1. Air enters the trachea – kept open by C‑shaped cartilage rings.
2. Warm, humidified air passes through ciliated pseudostratified epithelium; goblet‑cell mucus traps particles.
3. Bronchi retain cartilage; bronchioles lose cartilage and rely on smooth‑muscle tone to regulate airflow.
4. At the alveolar level, type I pneumocytes provide a thin barrier; type II cells secrete surfactant to keep alveoli open.
5. Partial‑pressure gradients drive O₂ into capillary blood and CO₂ into the alveolar air.
6. The large surface area, short diffusion distance, and close capillary apposition enable rapid gas exchange.

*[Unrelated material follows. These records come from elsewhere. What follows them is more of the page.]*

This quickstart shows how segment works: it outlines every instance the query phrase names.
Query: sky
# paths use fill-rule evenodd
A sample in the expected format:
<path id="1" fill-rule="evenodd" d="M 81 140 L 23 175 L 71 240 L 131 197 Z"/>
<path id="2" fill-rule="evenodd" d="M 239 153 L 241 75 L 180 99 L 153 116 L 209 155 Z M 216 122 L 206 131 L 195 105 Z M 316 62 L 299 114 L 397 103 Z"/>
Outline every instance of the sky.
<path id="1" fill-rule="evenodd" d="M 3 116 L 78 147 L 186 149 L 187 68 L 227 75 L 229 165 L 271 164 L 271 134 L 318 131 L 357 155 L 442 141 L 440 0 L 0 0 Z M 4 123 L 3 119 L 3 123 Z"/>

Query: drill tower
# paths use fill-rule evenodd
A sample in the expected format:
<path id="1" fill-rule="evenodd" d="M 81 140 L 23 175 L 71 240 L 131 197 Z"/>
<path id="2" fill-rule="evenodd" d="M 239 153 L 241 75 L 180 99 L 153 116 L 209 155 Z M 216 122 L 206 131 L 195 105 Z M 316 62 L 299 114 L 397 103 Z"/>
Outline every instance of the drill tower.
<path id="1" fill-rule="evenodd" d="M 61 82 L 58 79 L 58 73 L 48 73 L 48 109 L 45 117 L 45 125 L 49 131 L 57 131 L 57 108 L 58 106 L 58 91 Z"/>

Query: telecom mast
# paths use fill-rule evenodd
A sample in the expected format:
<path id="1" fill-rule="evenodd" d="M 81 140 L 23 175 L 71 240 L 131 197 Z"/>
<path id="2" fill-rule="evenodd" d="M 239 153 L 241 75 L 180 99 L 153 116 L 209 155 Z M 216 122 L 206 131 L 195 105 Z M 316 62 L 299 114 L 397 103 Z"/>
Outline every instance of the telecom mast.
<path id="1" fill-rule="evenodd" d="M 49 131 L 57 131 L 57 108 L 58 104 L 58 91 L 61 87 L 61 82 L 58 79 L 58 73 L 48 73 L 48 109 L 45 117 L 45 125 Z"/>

Clinical Relevance (Why It Matters)

• Smoking: Damages ciliated epithelium and goblet cells → impaired mucociliary clearance → ↑ infection risk.
• Asthma: Hyper‑responsive smooth muscle → bronchoconstriction → reduced airflow and V/Q mismatch.
• Emphysema: Destruction of alveolar walls and capillary network → ↓ surface area → reduced diffusion capacity.
• Neonatal Respiratory Distress Syndrome: Surfactant deficiency → alveolar collapse → severe hypoxia.

Summary Table

Exam Tips

• State slide orientation (e.g., “transverse section of trachea” or “longitudinal section of a bronchiole”).
• Use cartilage to differentiate bronchi from bronchioles; loss of cartilage is a key marker of the smaller airways.
• Identify cilia + goblet cells as the respiratory epithelium; note the 9 + 2 axoneme in EM images.
• Remember only type I pneumocytes are thin enough for efficient diffusion; type II cells are mentioned for surfactant production.
• When viewing EM, look for hallmark ultrastructural markers:

  • 9 + 2 arrangement in cilia
  • Parallel collagen fibrils in cartilage
  • Dense bodies in smooth muscle
  • Fenestrations in capillary endothelium

• Link every structure to its function in your answer – e.g., “cartilage maintains airway patency, allowing the mucociliary escalator to clear mucus efficiently.”
• Briefly mention the driving force for diffusion (partial‑pressure gradients) and note that the oxygen‑dissociation curve will be examined later.